Başbakan’ın sinirine hakim olamayan, ağzını tutamayan ve çabuk köpüren bir tarafı olduğu hepimizin malûmu. Bunu artık dünya kamuoyu da öğrenmiş oldu. Zira Başbakan da Davos’ta terk ettiği panelin ardından düzenlediği basın toplantısında “yumuşak başlıyım fakat uysal koyun değilim” diyerek bu mesajı herkese vermiş oldu.

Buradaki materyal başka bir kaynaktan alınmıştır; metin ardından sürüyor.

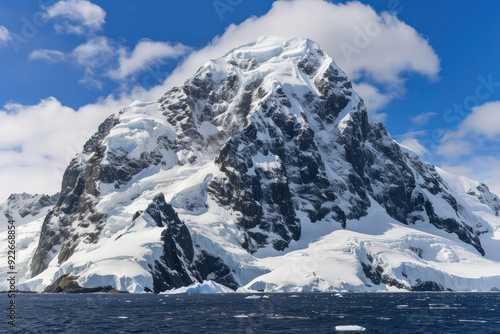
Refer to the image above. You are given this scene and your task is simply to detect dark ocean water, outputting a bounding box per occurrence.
[0,293,500,334]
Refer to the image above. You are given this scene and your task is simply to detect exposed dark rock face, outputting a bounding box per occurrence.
[31,116,118,276]
[3,193,59,219]
[467,183,500,217]
[43,275,127,293]
[142,194,238,292]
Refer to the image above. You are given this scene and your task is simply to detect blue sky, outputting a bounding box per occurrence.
[0,0,500,201]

Aslında Başbakan’ı normal diplomatik ortamlarda “skandal” olan ve kriz sebebi sayılabilecek böylesi bir tepki vermeye tahrik eden bizzat Şimon Peres’in tavırları, söylemleri ve David Ignatius’un moderasyon zaafları oldu. Erdoğan, son bir aydır Gazze işgali sırasında sert söylemini her defasında sürdürmüş ve İsrail’e karşı dünya kamuoyunda en açık tepkileri veren başbakan olarak agresif bir grafik sergilemekteydi.

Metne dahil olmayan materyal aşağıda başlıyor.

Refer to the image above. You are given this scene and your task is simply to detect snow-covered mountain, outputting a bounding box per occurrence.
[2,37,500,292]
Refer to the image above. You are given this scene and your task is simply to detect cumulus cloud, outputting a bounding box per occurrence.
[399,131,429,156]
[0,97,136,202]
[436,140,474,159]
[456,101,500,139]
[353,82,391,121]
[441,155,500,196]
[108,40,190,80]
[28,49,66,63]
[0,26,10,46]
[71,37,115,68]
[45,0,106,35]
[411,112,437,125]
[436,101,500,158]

Davos’taki panelde bütün konuşmacıların İsrail’e yüklenmesi üzerine söylemini sertleştiren Şimon Peres tutup aralarında kadın ve çocukların da olduğu yüzlerce insanı öldürmelerini sert ve yüksek sesle savununca ve bunu alışık olunmadık bir şekilde direkt Başbakan’a dönerek, parmağını uzatarak yapınca Başbakan’a da cevap hakkı doğdu. Zaten Peres’e kıyasla kendisine yarı yarıya konuşma hakkı verilen Erdoğan, söz istedi ve zorla da olsa sözü devraldı. Peres’e ‘çok sert’ sayılabilecek şeyler söyledi. Gerçi bunlar zaten katil olan birine söylenmiş ‘sen katilsin’ kabilinden sözlerdi ve Peres bunların fazlasını da hak ediyordu. Ancak oturumu yöneten Ignatius’un bizzat Başbakan’a dokunarak ve sözünü keserek müdahale etmesi bardağı taşıran son damla oldu ve Başbakan da haklı olarak oturumu terk etti.
Şimdi kimileri Başbakan’ı diplomatik üslûbu dikkate almadan konuşmakla suçluyor ama evvelen ve bizzat diplomatik üslûbu terk eden katil devletin başkanı Şimon Peres’ti. Bu açıdan Başbakan Türkiye’nin cevap hakkını kullanmış ve milyonlarca insanın gönlünden geçenleri Peres’e söylemiştir.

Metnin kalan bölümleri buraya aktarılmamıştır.